An online parliamentary petition calling for the government to reimburse this year’s tuition fees to university students, has gained 319,343 signatures.

After the lecturers’ strikes in February shortly followed by Covid-19 closures, it feels like we have hardly seen a classroom or received the level of teaching we signed up for last autumn. With lectures being replaced by Powerpoints and Microsoft Teams meetings in the attempt to maintain momentum, many students feel that the current academic year is not worth their £9,250 investment.

Sophie Quinn, 21, a geography undergraduate at the University of Liverpool, started the petition. Commenting in The Guardian this week she said:  “I feel being a final year student it’s affected me the most. Obviously there was lots of industrial action, which disrupted our studies. Now with this coronavirus, I just feel like everyone has been completely disrupted.

“It’s not any university’s fault, but we’ve missed out on quite a lot of things. We don’t have a graduation date to look forward to any more. A lot of people are demotivated to do the work. The tuition fees pay for libraries and upkeep of buildings. We are not allowed to use any of that. We are not getting what we paid for.”

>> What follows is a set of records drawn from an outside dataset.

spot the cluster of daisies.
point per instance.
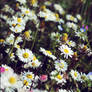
(29, 66)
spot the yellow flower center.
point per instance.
(48, 52)
(75, 74)
(19, 20)
(26, 82)
(59, 76)
(66, 51)
(29, 76)
(25, 55)
(12, 80)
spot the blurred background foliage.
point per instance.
(83, 7)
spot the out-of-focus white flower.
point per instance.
(38, 90)
(49, 15)
(61, 65)
(10, 80)
(27, 78)
(25, 55)
(75, 75)
(83, 77)
(34, 3)
(21, 1)
(55, 36)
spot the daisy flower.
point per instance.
(83, 77)
(75, 75)
(47, 53)
(70, 43)
(10, 39)
(25, 55)
(81, 35)
(7, 69)
(27, 78)
(10, 80)
(59, 8)
(21, 1)
(33, 64)
(71, 18)
(66, 51)
(61, 65)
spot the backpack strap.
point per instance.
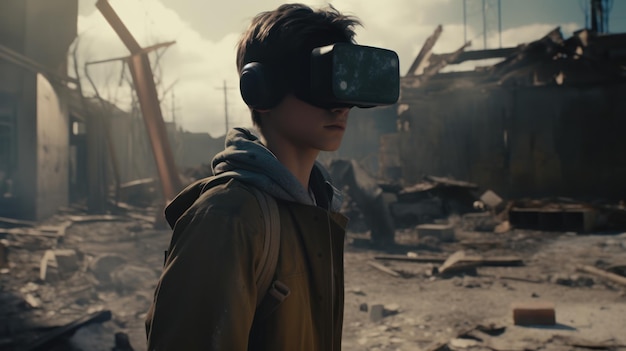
(269, 294)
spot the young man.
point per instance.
(207, 296)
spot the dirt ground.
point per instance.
(115, 261)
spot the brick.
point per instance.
(377, 312)
(534, 313)
(444, 232)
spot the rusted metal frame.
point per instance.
(107, 135)
(33, 66)
(151, 110)
(145, 50)
(426, 51)
(143, 80)
(476, 55)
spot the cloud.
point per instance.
(194, 67)
(197, 67)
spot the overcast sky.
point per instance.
(195, 68)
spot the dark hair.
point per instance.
(283, 39)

More than three hundred thousand students feel much the same way. Alongside final year students like Sophie, it must be disheartening for first years who barely had time to settle in before we were thrown into distance learning. For a second year student like myself it feels like a massive dip in momentum, like a never-ending Wednesday afternoon.  Although lecturers have been working tirelessly to maintain teaching online, video lectures and Microsoft Teams can never replicate the in-person learning experience, and I fear we are losing out on the subtleties of face-to-face team work. I didn’t sign up for an Open University-style course, but distance learning is all we have for now. 

Parliament is obliged to address all petitions which receive more than 100,000 signatures. With 319,343 students including myself having signed this one, we await the government’s response in 11 days’ time.